ImVideoEdit’s decoupled spatiotemporal modeling offers a transferable foundation for diverse edit types, but inherently relies on the robustness of underlying temporal priors from pre-trained backbones. Potential limitations may emerge in scenes involving rare or extreme motion, where spatial alignment learned from images is insufficient to generalize across frames.
Directions for future research include:
- Extending this paradigm to multi-frame image supervision for more intricate temporal edits.
- Generalizing Predict-Update mechanisms to other modalities (audio, volumetric data).
- Integrating broader text-image datasets and expanding semantic gating for compositional and interactive editing.
- Exploring lightweight fine-tuning for targeted domains (e.g., medical videos, scientific visualization).

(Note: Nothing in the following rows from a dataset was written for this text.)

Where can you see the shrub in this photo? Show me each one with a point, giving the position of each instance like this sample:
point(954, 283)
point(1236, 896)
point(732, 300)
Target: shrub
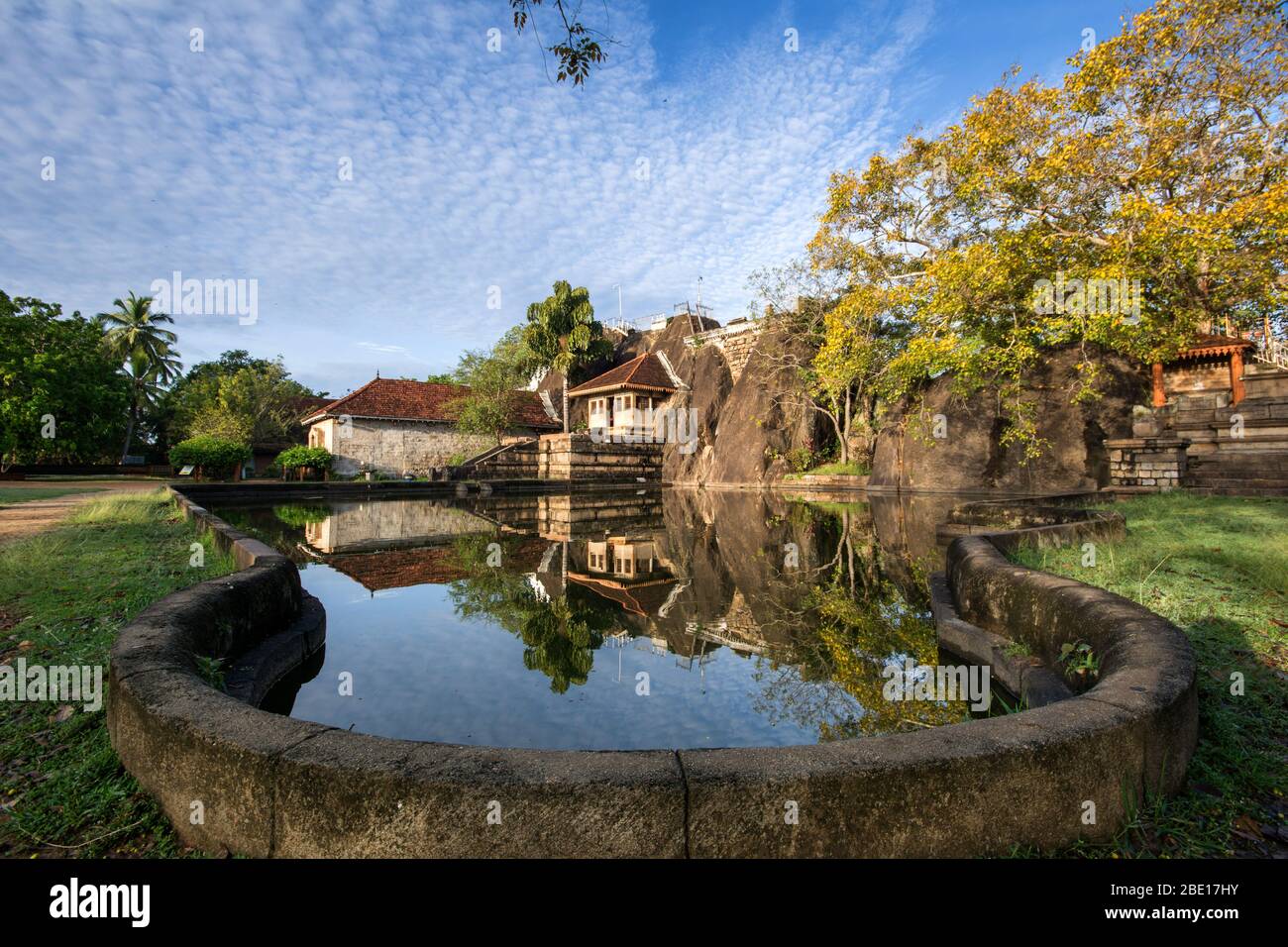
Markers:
point(300, 458)
point(300, 514)
point(210, 455)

Figure 7: Dataset visualization samples, confirming the diversity and quality of training supervision.



Figure 8: Extended qualitative results, exemplifying ImVideoEdit’s generalization across editing subtasks.
Conclusion
ImVideoEdit establishes a high-efficiency, video-free approach to instruction-guided video editing, driven by spatial difference attention and text-guided gating. The method achieves top-tier editing fidelity and temporal consistency, outperforming several video-trained baselines, with minimal data requirements and computational overhead. This work validates the transferability of image-based spatial supervision to complex video editing tasks and sets the stage for future developments in scalable generative frameworks for video synthesis and manipulation.